It is hard to believe that this week marks 6 months since my love departed from this world.
I often replay his final days in my mind, trying to remember what he was up to, imagining what he was feeling. The last time I saw him was 2 days before the accident, on a Sunday. We had spent the day before making final preparations for the top portion of our home to be rented. Of course, Tony needed to be studying for his Executive MBA program that entire day, but he chose to help me finish the daunting task instead.
All was going according to plan, until I heard a loud rush of water coming from the basement...the washer overflowed. I was so frustrated; Tony took it in stride, just like he normally did. We left it alone for the evening; Tony went on to study for a couple of hours before he came into the living room to ask me to dance. Dance? Yes, dance. My romantic husband again chose me over all other responsibilities, and as we twirled around our tiny living room, I remember wishing that this moment would last forever.
We spent our last day together with a trip to Lowe's for more home supplies, then on to worship at church. I still picture Tony standing with his arms held high in worship, swaying back and forth, which I loved. I left that afternoon with my friend Karen for a trip to Savannah & St. Simon's, where I had a couple of events for work. As I told him good-bye, Tony grabbed me into his arms; looking back, I could have stayed there a lifetime.

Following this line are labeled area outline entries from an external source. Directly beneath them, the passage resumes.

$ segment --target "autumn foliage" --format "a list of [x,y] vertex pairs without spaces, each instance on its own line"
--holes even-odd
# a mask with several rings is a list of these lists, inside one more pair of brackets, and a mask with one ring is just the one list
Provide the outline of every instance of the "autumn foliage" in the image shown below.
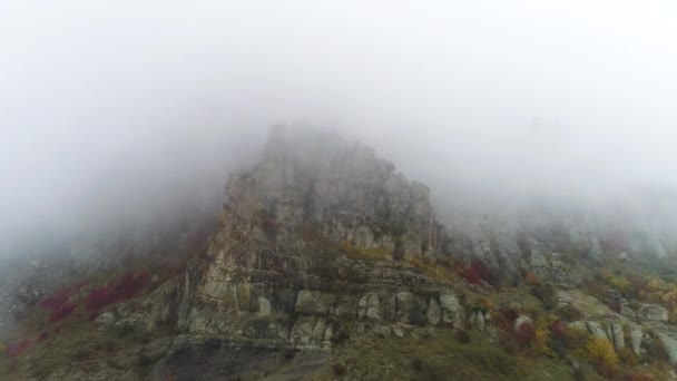
[[111,284],[97,289],[87,295],[85,307],[98,312],[108,305],[131,299],[138,295],[148,285],[149,281],[147,274],[128,273],[122,275]]

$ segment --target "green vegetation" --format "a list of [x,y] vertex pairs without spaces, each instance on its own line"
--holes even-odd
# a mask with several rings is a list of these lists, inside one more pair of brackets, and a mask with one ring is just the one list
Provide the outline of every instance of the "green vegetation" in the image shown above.
[[336,348],[308,380],[575,380],[565,361],[510,355],[487,335],[434,330],[423,339],[362,338]]

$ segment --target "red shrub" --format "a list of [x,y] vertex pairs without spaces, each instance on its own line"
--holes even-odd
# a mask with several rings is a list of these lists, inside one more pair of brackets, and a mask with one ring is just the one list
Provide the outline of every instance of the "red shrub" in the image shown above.
[[33,341],[30,339],[23,339],[9,345],[7,349],[7,353],[11,356],[16,356],[31,346],[33,346]]
[[28,316],[26,311],[17,311],[14,312],[14,323],[19,323]]
[[42,333],[40,333],[40,335],[38,336],[38,340],[36,342],[41,343],[47,339],[49,339],[49,332],[42,332]]
[[72,295],[78,293],[82,286],[85,286],[84,282],[63,287],[40,302],[41,307],[51,310],[51,314],[49,315],[50,323],[58,322],[76,310],[78,305],[76,303],[68,303],[68,301]]
[[56,307],[51,311],[51,314],[49,315],[49,322],[53,323],[53,322],[58,322],[61,319],[65,319],[66,316],[70,315],[77,307],[78,305],[75,303],[68,303],[68,304],[63,304],[59,307]]
[[517,329],[516,340],[520,348],[530,346],[533,340],[536,340],[536,329],[533,328],[533,324],[522,322]]
[[622,305],[620,305],[620,303],[611,303],[611,305],[609,305],[609,309],[616,313],[622,312]]
[[49,310],[57,310],[63,306],[68,302],[68,300],[75,295],[78,291],[80,291],[85,286],[85,283],[73,284],[68,287],[63,287],[53,294],[47,296],[42,302],[40,302],[40,306]]
[[[85,307],[97,312],[101,309],[138,295],[149,283],[147,274],[126,274],[112,284],[92,291],[85,299]],[[92,316],[92,315],[90,315]]]

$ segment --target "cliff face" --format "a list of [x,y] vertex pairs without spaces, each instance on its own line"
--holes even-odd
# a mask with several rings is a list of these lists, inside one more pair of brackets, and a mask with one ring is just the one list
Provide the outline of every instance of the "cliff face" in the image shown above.
[[[186,274],[180,330],[274,359],[322,358],[356,334],[462,326],[459,280],[406,264],[443,255],[429,189],[361,145],[295,134],[276,129],[263,162],[229,178],[222,227]],[[190,372],[177,363],[169,355],[154,374]]]
[[[497,349],[510,340],[536,340],[520,336],[524,324],[542,336],[555,321],[637,359],[651,360],[663,348],[677,364],[677,334],[664,306],[630,303],[618,290],[608,290],[610,296],[577,290],[600,282],[608,258],[628,265],[640,252],[666,254],[655,235],[621,240],[592,219],[538,212],[518,219],[484,217],[472,233],[450,232],[431,206],[430,189],[406,180],[372,149],[277,127],[262,162],[229,177],[220,224],[208,238],[186,233],[166,241],[174,251],[199,241],[180,250],[192,254],[185,268],[165,271],[151,258],[135,275],[88,275],[52,295],[47,286],[20,290],[17,295],[28,301],[22,330],[30,340],[10,348],[22,367],[9,374],[296,380],[328,369],[331,379],[406,379],[412,370],[393,359],[409,361],[430,344],[444,348],[436,350],[442,354],[477,358],[463,367],[478,368],[461,371],[463,377],[519,379],[524,373],[509,367],[510,358],[497,360],[507,355]],[[202,231],[198,223],[186,225]],[[159,241],[155,247],[163,247]],[[37,303],[57,307],[46,315]],[[474,346],[449,344],[452,332],[472,332]],[[346,358],[350,367],[338,360],[353,350],[369,352],[364,338],[400,340],[389,345],[406,343],[415,351],[389,352],[393,363],[366,369],[361,360]],[[519,344],[522,351],[536,351],[536,343],[526,343]],[[81,354],[84,348],[90,354]],[[478,348],[480,354],[472,352]],[[549,364],[572,377],[569,363],[579,369],[580,359],[565,358]],[[451,361],[443,360],[441,369]],[[90,367],[82,369],[82,361]],[[496,363],[507,368],[482,370]]]

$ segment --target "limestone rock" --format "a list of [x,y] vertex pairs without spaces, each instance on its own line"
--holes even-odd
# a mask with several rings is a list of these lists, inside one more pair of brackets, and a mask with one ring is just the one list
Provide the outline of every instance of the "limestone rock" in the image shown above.
[[635,354],[639,355],[641,351],[641,341],[644,339],[644,332],[639,325],[630,328],[630,348]]
[[626,346],[624,329],[622,329],[621,324],[619,324],[619,323],[611,324],[609,333],[610,333],[609,338],[612,339],[614,348],[616,348],[617,351],[620,351],[621,349],[624,349]]
[[673,365],[677,365],[677,340],[668,336],[665,333],[658,333],[658,339],[668,355],[668,361]]
[[462,328],[465,311],[461,305],[459,296],[451,292],[440,294],[440,309],[442,310],[442,321],[451,323],[454,328]]
[[668,310],[656,304],[642,304],[637,311],[639,319],[651,322],[667,322]]
[[440,304],[434,299],[430,300],[428,304],[428,311],[425,312],[425,316],[428,318],[428,323],[430,325],[438,325],[440,323],[440,319],[442,315],[442,310],[440,309]]

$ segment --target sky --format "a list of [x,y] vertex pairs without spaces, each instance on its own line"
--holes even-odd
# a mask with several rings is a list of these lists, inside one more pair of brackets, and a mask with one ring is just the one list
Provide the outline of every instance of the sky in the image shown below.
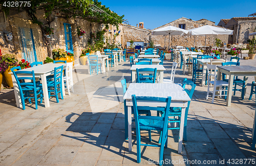
[[182,17],[198,20],[205,18],[217,25],[221,19],[248,17],[256,12],[256,1],[113,1],[99,0],[129,25],[144,22],[152,30]]

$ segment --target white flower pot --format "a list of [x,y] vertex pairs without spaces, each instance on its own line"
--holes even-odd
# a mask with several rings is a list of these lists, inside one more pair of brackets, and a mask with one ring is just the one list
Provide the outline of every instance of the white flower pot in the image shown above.
[[12,40],[12,33],[9,32],[4,32],[5,38],[7,41],[11,41]]

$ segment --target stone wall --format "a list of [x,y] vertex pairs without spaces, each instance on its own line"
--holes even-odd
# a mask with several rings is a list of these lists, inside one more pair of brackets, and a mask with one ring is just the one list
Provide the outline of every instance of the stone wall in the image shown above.
[[[157,28],[165,27],[168,25],[179,27],[179,24],[184,23],[186,24],[185,28],[187,30],[204,26],[204,25],[200,23],[197,21],[183,17]],[[164,47],[165,37],[165,46],[168,47],[169,41],[168,36],[152,35],[150,30],[124,24],[122,24],[122,27],[124,34],[123,46],[126,45],[126,41],[130,41],[131,40],[133,40],[134,41],[144,41],[148,43],[150,39],[152,39],[154,41],[154,44],[160,44],[161,47]],[[227,42],[228,36],[226,35],[207,35],[206,45],[215,45],[215,39],[216,38],[219,38],[222,41]],[[187,47],[193,47],[194,46],[194,36],[173,36],[170,37],[169,45],[170,46],[183,45]],[[205,36],[196,36],[195,45],[204,45],[205,41]]]
[[[17,14],[15,13],[12,13],[12,12],[11,10],[10,13],[11,14],[7,17],[6,20],[5,19],[3,12],[0,13],[0,36],[2,37],[0,38],[0,49],[2,50],[3,54],[15,54],[17,58],[20,60],[23,58],[23,57],[20,49],[20,42],[18,40],[19,37],[18,36],[17,32],[17,27],[19,26],[19,25],[15,20],[18,19],[21,20],[21,22],[23,24],[26,24],[24,22],[31,24],[31,22],[30,18],[26,11]],[[35,16],[44,25],[47,25],[46,20],[44,18],[44,11],[43,10],[37,11]],[[104,29],[104,27],[102,24],[97,22],[90,22],[79,18],[76,19],[73,18],[65,18],[65,17],[60,17],[57,13],[53,13],[52,14],[52,18],[53,19],[53,21],[51,23],[51,27],[54,29],[54,34],[50,39],[52,49],[60,48],[66,50],[63,23],[70,23],[72,32],[72,42],[74,54],[75,55],[74,58],[76,59],[76,63],[78,62],[78,59],[81,53],[81,50],[88,46],[88,40],[90,38],[91,33],[94,32],[97,32]],[[23,21],[24,22],[22,22]],[[81,29],[86,32],[82,39],[79,39],[76,33],[76,27],[77,26],[81,26]],[[36,30],[35,31],[36,33],[38,33],[37,35],[39,36],[38,43],[40,45],[40,51],[36,51],[37,59],[38,61],[42,61],[45,59],[48,55],[47,45],[42,40],[42,34],[40,27],[34,24],[31,25],[32,27],[33,27],[32,28]],[[110,27],[111,27],[110,29],[112,28],[112,31],[111,32],[106,32],[105,34],[105,38],[111,37],[113,39],[113,36],[115,33],[114,33],[115,28],[112,26]],[[116,30],[116,28],[115,28]],[[122,27],[121,27],[121,29],[122,29]],[[13,38],[12,41],[6,41],[4,35],[4,32],[9,32],[13,33]],[[121,36],[123,35],[122,32],[121,32],[120,34],[120,35],[117,37],[117,39],[121,42]],[[35,34],[33,34],[33,35],[34,36]],[[39,57],[38,55],[40,55],[40,57]]]

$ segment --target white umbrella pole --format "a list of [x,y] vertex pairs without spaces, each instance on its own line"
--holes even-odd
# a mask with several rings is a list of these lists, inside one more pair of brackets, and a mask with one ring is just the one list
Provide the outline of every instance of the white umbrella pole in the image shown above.
[[196,35],[194,36],[194,48],[195,48],[195,41],[196,41]]
[[205,35],[205,41],[204,41],[204,51],[205,51],[206,45],[206,35]]
[[168,50],[170,49],[170,33],[169,33],[169,46],[168,46]]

The next 2 days were a blur for both of us. I do recall that he spent most of it cleaning up the water in the basement and finishing up a couple more "to do" items for the house. He took care of everything, so that I did not have to worry. All the while, his recent promotion at work had landed him in a position to implement some unpopular decisions among the very people his heart's desire was to serve day after day. That Tuesday afternoon, he chose to find solace in enjoying one of the first beautiful spring days of the year at the highest natural place he could get to in Atlanta. And there, he finally started to study.
Sure, I can spend the rest of my life regretting that my Tony spent his final day on this earth taking care of house chores to make my life easier. It certainly wasn't a glamorous day.
Or, I can rejoice that he spent his final hours on this earth doing what Jesus calls us all to do - to love and serve others. Jesus says in Mark 10:43-45, "...whoever wants to become great among you must be your servant, and whoever wants to be first must be a slave to all. For even the Son of Man did not come to be served, but to serve..."
Tony's final words to me, via text, came from the top of Stone Mountain. It was as if they were scripted from heaven so that I would find comfort in them for the rest of my life:
"I'm at the top, starting to study. I wish you were here with me. It is beautiful up here, almost as beautiful as you."
And I know in my heart, that a little over an hour later, Tony heard these words from the God of the Universe:
"Well done, good and faithful servant!" ~ Matthew 25:21
Dearly loved,
Melissa
I still have much to learn from Tony..
ReplyDeleteRyan and Josh Lee are friends of mine in Savannah, I saw her ask for prayers on the day you found out about the accident... I thought to myself that if I were ever in that situation I would totally fall apart, I really enjoyed reading through your blog I feel almost like god called me to read it to bring me closer to him. You have such amazing faith through all of this.. also I wanted to tell you from one of your blogs you would never dance with Tony again one day in heaven I am sure there will be a special song for the two of you :) P.S. those really were the best last words I cried pretty hard when I read that.